Arts & Culture

Love stinks

A heart-shaped cookie.

“A Gingerbread Cookie,” from the Museum of Broken Relationships.

Photo by Ana Opalić

long read

In advance of her Harvard appearance, Leslie Jamison ’04 explores loss and renewal during a visit to the Museum of Broken Relationships in this excerpt from her new nonfiction collection

The Museum of Broken Relationships is a collection of ordinary objects hung on walls, tucked under glass, backlit on pedestals: a toaster, a child’s pedal car, a handmade modem. A toilet-paper dispenser. A positive pregnancy stick. A positive drug test. A weathered ax. They come from Taipei, from Slovenia, from Colorado, from Manila. All donated, each accompanied by a story: In the 14 days of her holiday, every day I axed one piece of her furniture.

One of the most popular items in the gift shop is the “Bad Memories Eraser,” an actual eraser sold in several shades. But in truth the museum is something closer to the psychic opposite of an eraser. Every object insists that something was, rather than trying to make it disappear. Donating an object to the museum permits surrender and permanence at once: you get it out of your home, and you make it immortal. She was a regional buyer for a grocer and that meant I got to try some great samples, reads the caption next to a box of maple-and-sea-salt popcorn. I miss her, her dog, and the samples, and can’t stand to have this fancy microwave popcorn in my house. The donor couldn’t stand to have it, but he also couldn’t bear to throw it away. He wanted to put it on a pedestal instead, honor it as the artifact of an ended era.


Exhibit 1: Clamshell Necklace


Florence, Italy

It’s a simple necklace: a tiny, brown-striped clamshell tied to a black leather cord.

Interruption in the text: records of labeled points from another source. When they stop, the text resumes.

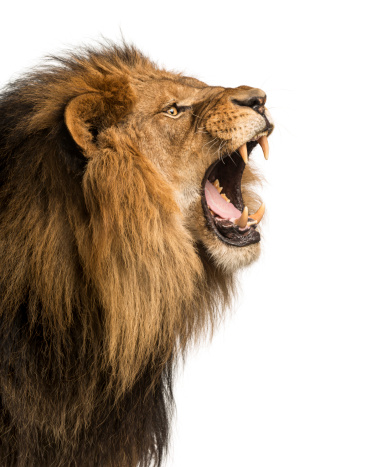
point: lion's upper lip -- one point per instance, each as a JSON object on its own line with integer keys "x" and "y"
{"x": 222, "y": 200}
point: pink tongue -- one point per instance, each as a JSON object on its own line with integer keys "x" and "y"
{"x": 218, "y": 205}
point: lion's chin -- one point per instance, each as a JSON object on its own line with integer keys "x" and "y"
{"x": 231, "y": 258}
{"x": 227, "y": 257}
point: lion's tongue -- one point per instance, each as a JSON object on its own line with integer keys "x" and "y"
{"x": 218, "y": 204}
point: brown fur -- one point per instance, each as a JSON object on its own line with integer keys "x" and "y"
{"x": 108, "y": 271}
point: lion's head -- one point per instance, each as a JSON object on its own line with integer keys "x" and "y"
{"x": 126, "y": 206}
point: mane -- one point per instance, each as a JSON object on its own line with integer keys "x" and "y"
{"x": 101, "y": 286}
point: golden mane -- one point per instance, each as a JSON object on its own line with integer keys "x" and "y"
{"x": 104, "y": 278}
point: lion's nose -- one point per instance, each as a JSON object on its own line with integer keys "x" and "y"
{"x": 253, "y": 98}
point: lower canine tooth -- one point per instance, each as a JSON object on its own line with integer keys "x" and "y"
{"x": 244, "y": 152}
{"x": 263, "y": 141}
{"x": 257, "y": 216}
{"x": 243, "y": 219}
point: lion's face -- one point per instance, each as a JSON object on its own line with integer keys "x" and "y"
{"x": 192, "y": 133}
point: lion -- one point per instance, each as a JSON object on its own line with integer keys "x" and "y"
{"x": 126, "y": 207}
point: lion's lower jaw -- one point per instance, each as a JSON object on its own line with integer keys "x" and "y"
{"x": 227, "y": 257}
{"x": 231, "y": 258}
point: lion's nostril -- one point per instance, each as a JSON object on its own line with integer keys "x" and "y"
{"x": 249, "y": 102}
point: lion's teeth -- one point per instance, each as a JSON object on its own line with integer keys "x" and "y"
{"x": 263, "y": 141}
{"x": 257, "y": 216}
{"x": 244, "y": 152}
{"x": 217, "y": 185}
{"x": 243, "y": 219}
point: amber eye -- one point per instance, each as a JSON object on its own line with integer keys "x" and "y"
{"x": 172, "y": 111}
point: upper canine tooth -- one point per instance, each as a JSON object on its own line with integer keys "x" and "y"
{"x": 244, "y": 152}
{"x": 257, "y": 216}
{"x": 217, "y": 186}
{"x": 263, "y": 141}
{"x": 243, "y": 219}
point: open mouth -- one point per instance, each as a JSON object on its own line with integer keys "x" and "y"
{"x": 222, "y": 200}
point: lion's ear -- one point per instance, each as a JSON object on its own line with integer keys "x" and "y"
{"x": 86, "y": 115}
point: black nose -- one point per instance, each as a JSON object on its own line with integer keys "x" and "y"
{"x": 254, "y": 102}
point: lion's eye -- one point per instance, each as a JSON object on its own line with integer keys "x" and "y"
{"x": 172, "y": 111}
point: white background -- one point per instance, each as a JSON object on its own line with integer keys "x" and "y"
{"x": 283, "y": 382}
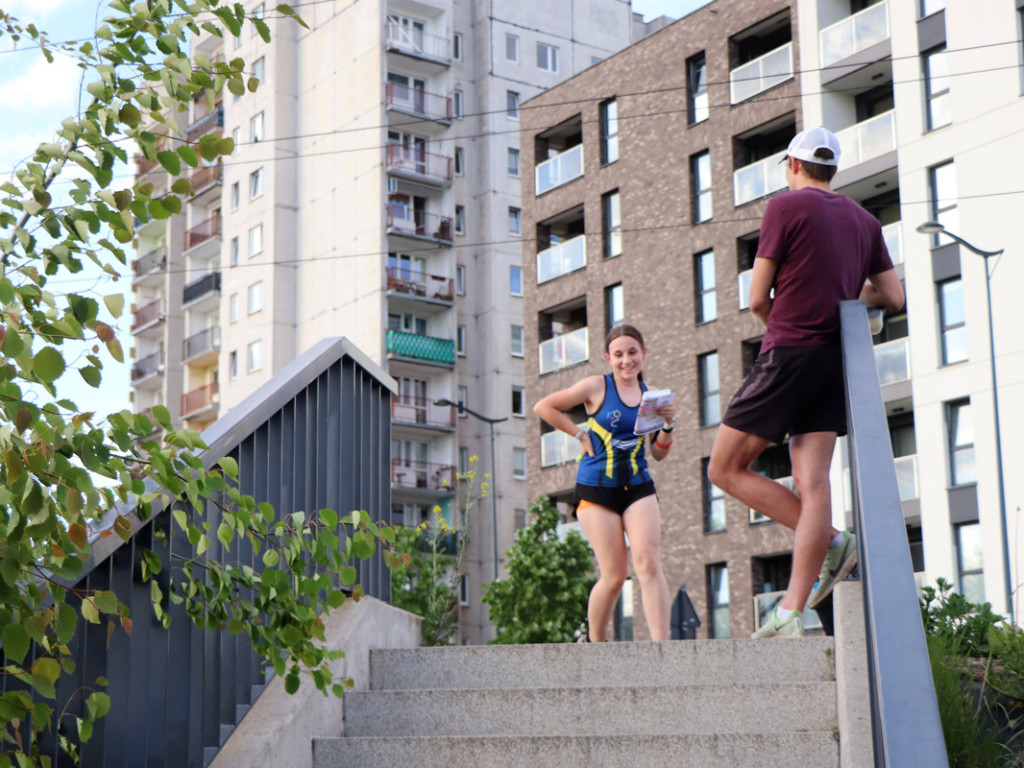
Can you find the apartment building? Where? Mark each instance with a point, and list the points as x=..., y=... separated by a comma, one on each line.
x=647, y=181
x=374, y=194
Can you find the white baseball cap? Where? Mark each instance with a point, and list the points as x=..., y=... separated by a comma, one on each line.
x=808, y=141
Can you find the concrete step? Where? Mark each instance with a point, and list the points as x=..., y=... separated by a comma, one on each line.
x=577, y=665
x=627, y=711
x=709, y=751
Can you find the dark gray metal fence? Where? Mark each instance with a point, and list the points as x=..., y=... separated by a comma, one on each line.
x=316, y=435
x=904, y=713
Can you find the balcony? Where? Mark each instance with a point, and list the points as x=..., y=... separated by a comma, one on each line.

The shell was gathered from a beach in Italy and attached to the cord by means of two holes drilled into the shell with a dental drill. The person who made the necklace for me was a dental student in Florence at the time. He did it secretly, in one of his classes, while he was supposed to be learning how to make crowns. I wore that necklace every single day, until I didn’t anymore.

Illustration of a clamshell.

When I visited the museum in Zagreb, Croatia — where it occupies a baroque aristocratic home perched at the edge of Upper Town — I was two and a half years married, two months pregnant, and traveling on my own. Almost everyone else had come as part of a couple. The lobby was full of men waiting for wives and girlfriends who were spending longer with the exhibits. I imagined all these couples steeped in schadenfreude and fear: “This isn’t us. This could be us.” In the guest book, I saw one entry that said simply: “I should end my relationship, but I probably won’t,” and fingered my own wedding ring — as proof, for comfort — but couldn’t help imagining the ring as another exhibit, too.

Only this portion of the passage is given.